Heparan sulfate (HS) is an anionic and linear polysaccharide, which is covalently attached to core proteins to form HS proteoglycans (HSPG). These molecules are present within the extracellular matrix (ECM) and at the surface of virtually all cells. While the core protein primarily determines the localization of HSPG, HS chains are involved in the binding of a large number of proteins, including growth factors, cytokines, proteases, lipoproteins, and ECM components. HS-protein interactions have multiple effects ranging from simple immobilization to protection against degradation, conformational change, stabilization of receptor-ligand complexes, or protein oligomerization (1–5). Via these interactions, HS does not only regulate physiological processes, such as in embryogenesis, angiogenesis, blood coagulation and inflammation, but are also implicated in many pathologies, including cancer, infectious diseases, and neurodegenerative disorders (6–10).
Structural determinants in HS are derived from enzymatic modifications of the glycan backbone, which is formed by polymerization of the repeat unit consisting of D-glucuronic acid (GlcUA) and N-acetylated D-glucosamine (GlcNAc).

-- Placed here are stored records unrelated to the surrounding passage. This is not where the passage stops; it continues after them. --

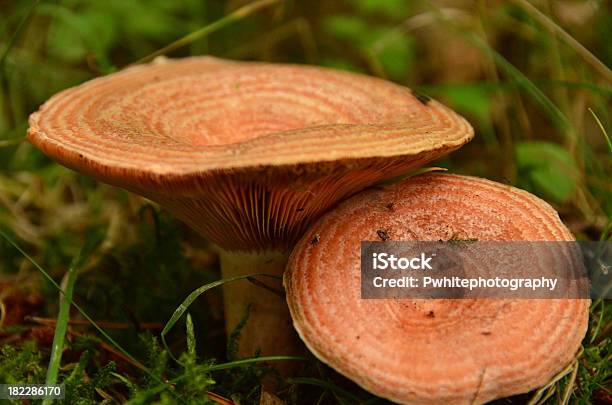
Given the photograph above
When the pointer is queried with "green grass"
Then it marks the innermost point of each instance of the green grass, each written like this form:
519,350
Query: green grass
538,94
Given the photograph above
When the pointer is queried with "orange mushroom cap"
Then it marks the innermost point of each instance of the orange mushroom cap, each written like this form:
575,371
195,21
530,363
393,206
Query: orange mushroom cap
246,153
438,351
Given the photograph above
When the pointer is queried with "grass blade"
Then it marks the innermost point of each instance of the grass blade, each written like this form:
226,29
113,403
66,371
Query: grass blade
13,39
603,130
182,308
236,15
64,311
79,309
557,117
191,341
553,27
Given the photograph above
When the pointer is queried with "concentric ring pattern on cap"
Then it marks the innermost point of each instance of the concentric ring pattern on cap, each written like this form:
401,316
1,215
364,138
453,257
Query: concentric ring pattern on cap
246,153
431,351
204,114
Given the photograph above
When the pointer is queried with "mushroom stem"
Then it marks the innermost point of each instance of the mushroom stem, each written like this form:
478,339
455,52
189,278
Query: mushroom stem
269,327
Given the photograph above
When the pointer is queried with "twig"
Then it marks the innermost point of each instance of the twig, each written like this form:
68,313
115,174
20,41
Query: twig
104,324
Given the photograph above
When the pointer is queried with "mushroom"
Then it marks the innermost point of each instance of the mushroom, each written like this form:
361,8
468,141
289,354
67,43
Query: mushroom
431,351
247,154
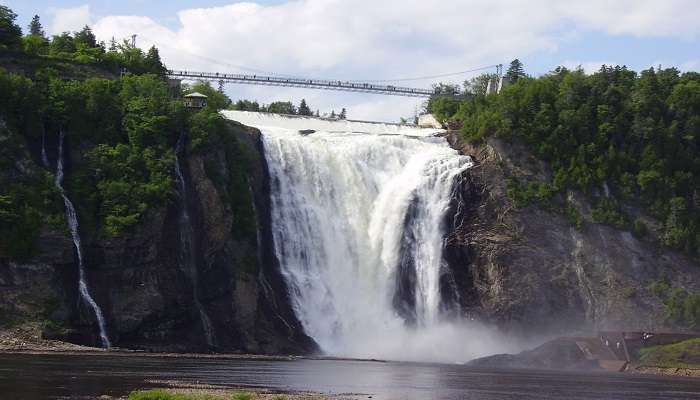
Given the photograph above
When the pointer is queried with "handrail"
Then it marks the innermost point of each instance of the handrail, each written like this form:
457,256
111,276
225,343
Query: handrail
300,82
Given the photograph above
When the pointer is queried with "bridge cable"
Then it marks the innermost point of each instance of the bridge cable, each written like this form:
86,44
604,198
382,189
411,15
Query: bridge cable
241,67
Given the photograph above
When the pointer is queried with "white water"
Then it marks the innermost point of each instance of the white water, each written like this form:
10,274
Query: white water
188,261
72,218
44,157
350,202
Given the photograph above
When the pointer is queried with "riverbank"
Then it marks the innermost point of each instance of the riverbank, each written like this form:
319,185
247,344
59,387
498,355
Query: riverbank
180,391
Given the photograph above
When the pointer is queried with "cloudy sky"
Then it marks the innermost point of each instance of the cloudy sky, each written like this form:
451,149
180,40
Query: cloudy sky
387,39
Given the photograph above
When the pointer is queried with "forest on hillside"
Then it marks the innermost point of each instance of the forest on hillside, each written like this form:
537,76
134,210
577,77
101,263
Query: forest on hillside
628,140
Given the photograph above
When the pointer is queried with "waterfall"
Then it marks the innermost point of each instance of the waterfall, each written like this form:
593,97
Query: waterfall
72,218
44,157
188,254
358,221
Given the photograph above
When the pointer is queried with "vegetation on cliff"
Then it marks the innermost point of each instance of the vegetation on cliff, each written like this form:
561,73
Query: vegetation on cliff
628,140
120,135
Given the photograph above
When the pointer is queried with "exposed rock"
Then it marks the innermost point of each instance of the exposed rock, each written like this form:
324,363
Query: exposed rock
557,354
146,298
531,272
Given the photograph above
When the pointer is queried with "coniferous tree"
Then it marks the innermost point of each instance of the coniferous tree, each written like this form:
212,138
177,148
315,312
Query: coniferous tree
85,38
153,64
10,33
35,28
515,71
304,108
113,45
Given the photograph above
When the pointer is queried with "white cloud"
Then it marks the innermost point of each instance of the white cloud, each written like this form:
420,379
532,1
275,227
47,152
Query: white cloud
69,19
588,67
637,17
369,39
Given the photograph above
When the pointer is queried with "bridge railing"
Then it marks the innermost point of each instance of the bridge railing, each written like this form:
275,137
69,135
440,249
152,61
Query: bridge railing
315,83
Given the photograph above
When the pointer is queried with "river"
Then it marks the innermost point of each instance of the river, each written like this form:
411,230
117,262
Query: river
56,376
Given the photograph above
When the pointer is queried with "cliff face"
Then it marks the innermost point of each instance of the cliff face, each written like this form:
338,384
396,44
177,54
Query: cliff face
531,272
146,297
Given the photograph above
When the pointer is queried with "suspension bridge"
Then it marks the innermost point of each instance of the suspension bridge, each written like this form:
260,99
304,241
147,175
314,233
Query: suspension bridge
347,86
324,84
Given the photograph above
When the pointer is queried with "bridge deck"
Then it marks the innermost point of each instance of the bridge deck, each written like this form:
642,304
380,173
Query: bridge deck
305,83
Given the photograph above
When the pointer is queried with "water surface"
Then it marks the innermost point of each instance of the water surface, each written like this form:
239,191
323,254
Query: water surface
88,376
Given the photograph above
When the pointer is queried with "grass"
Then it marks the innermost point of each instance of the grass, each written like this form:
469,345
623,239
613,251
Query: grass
685,354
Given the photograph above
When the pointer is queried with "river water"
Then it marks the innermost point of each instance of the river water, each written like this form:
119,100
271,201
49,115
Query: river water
89,376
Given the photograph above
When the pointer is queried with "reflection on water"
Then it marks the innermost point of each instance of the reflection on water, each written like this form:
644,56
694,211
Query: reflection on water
81,376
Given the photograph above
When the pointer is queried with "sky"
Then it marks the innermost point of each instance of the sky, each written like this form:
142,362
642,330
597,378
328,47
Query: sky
388,39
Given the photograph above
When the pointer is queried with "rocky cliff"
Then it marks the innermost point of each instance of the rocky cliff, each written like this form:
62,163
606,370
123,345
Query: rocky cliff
147,299
531,272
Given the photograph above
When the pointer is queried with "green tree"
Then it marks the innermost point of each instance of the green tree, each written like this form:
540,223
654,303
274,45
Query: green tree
10,33
479,84
215,99
62,45
153,64
85,38
35,27
304,108
515,71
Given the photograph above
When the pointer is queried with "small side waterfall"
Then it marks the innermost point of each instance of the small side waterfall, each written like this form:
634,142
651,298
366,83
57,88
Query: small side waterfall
188,254
44,157
72,218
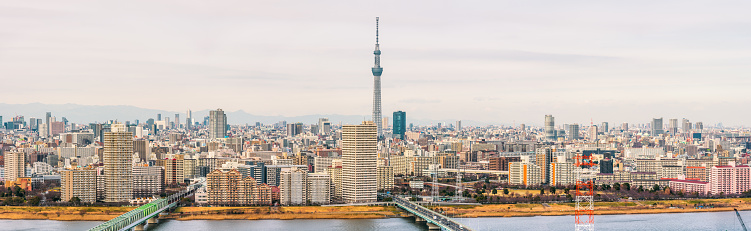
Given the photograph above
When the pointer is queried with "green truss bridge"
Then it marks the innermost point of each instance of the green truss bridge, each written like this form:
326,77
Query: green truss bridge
434,220
148,213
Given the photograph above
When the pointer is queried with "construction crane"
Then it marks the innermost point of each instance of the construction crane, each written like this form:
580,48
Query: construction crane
740,219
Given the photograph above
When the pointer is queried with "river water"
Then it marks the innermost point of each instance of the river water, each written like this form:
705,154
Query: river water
642,222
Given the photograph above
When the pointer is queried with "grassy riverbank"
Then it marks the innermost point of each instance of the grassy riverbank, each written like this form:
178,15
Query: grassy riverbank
62,213
601,208
372,212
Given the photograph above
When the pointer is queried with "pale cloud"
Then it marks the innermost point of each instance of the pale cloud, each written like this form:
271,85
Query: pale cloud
511,60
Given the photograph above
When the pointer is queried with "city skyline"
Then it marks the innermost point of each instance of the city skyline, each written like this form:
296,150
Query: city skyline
496,63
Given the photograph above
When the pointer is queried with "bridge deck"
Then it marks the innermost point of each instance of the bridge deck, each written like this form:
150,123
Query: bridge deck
431,216
141,214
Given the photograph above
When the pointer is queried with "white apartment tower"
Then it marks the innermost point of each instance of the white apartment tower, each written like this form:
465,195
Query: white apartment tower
359,162
15,166
217,124
118,164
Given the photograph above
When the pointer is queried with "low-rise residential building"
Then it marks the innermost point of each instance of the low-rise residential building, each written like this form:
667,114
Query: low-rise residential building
730,179
80,183
385,178
690,186
524,173
293,188
319,188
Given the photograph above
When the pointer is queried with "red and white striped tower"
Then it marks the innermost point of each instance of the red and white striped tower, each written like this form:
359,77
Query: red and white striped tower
584,214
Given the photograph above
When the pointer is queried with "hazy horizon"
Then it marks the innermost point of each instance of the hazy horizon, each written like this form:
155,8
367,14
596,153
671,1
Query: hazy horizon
497,62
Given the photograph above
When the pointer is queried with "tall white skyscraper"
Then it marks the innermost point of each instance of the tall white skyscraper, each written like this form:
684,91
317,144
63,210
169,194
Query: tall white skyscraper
217,124
377,71
118,164
189,119
359,162
15,165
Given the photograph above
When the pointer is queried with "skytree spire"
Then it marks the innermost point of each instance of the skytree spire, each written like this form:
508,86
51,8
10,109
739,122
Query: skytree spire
377,70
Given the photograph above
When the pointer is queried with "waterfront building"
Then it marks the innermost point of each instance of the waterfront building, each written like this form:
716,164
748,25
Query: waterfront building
15,165
689,186
80,183
524,173
147,180
217,124
359,162
319,188
385,178
229,188
549,128
501,163
293,188
118,164
562,173
730,179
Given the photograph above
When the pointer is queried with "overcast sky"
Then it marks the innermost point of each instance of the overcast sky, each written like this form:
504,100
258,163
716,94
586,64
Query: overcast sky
491,61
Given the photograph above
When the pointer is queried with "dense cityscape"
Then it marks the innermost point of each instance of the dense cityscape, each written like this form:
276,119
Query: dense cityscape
653,149
50,161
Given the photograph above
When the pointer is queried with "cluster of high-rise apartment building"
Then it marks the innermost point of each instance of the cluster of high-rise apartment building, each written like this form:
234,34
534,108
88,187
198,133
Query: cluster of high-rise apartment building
321,163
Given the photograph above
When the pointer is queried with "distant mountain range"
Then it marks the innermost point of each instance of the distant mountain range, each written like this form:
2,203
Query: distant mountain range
77,113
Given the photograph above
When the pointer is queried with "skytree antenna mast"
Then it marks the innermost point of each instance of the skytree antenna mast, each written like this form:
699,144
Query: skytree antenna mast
377,70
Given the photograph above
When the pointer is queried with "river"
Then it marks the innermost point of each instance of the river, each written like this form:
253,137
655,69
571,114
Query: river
641,222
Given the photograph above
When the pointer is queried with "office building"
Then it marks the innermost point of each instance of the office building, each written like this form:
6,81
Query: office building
147,180
524,173
118,164
549,128
217,124
501,163
141,147
562,173
543,158
400,124
657,127
573,133
293,188
592,133
174,171
385,178
319,188
729,179
229,188
359,162
324,126
673,126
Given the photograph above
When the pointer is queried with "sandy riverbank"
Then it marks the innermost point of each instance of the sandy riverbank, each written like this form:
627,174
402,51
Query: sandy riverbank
372,212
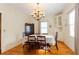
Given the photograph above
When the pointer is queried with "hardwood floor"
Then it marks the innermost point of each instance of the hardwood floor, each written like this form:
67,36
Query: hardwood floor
19,50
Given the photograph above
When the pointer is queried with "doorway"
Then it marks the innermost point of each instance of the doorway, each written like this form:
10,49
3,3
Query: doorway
0,33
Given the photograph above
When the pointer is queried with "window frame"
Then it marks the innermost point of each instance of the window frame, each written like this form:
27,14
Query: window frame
71,25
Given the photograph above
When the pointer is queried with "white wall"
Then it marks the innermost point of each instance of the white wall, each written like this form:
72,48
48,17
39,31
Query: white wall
70,42
12,26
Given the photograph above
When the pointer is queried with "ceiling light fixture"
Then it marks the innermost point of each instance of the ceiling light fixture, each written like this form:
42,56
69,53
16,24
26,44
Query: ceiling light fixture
38,13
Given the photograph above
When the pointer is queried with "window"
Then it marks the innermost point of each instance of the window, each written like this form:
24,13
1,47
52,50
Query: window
71,23
43,27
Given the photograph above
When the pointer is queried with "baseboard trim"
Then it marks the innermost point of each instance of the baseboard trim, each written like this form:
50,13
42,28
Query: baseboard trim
12,45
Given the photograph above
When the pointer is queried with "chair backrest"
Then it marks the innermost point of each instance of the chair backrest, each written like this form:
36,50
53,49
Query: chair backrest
56,37
31,39
41,39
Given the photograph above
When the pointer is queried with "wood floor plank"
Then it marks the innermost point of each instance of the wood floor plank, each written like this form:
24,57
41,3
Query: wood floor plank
19,50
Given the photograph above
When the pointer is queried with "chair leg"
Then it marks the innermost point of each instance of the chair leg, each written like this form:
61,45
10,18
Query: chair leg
56,46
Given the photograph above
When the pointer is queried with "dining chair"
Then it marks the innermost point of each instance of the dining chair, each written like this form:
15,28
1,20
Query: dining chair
56,37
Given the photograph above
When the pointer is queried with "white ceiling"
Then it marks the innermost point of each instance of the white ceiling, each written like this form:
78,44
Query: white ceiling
48,8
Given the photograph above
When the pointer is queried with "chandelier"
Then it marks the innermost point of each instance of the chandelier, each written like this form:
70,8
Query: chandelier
38,13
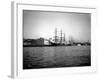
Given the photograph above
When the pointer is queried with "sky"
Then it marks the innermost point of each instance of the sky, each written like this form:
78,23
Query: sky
38,24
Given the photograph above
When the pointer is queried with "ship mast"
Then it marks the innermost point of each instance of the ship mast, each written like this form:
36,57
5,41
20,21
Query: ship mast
55,35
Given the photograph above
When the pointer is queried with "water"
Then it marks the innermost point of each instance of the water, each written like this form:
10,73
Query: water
52,57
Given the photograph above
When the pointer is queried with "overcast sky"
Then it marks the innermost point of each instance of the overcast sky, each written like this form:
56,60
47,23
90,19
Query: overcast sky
38,24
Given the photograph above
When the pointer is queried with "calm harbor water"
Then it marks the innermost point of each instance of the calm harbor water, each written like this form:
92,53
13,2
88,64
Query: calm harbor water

In the classical model of biosynthesis, the native polysaccharide is first subject to partial N-deacetylation/N-sulfation of GlcNAc residues. This modification provides the substrate for next modifications, including epimerization of some GlcUA into L-iduronic acid (IdoUA), 2-O-sulfation of uronic acids (mainly IdoUA), and 6-O and/or 3-O-sulfations of GlcN residues (Figure 1). HS-protein interactions are primarily driven by complementarity between positively charged amino acid residues in the ligand and sulfate groups in the HS sequence. However, protein binding to HS does not only rely on the overall degree of sulfation. Instead, a concept has emerged whereby optimal binding depends on the spatial arrangement of sulfate groups in given HS sequences (2, 4, 5, 11, 12).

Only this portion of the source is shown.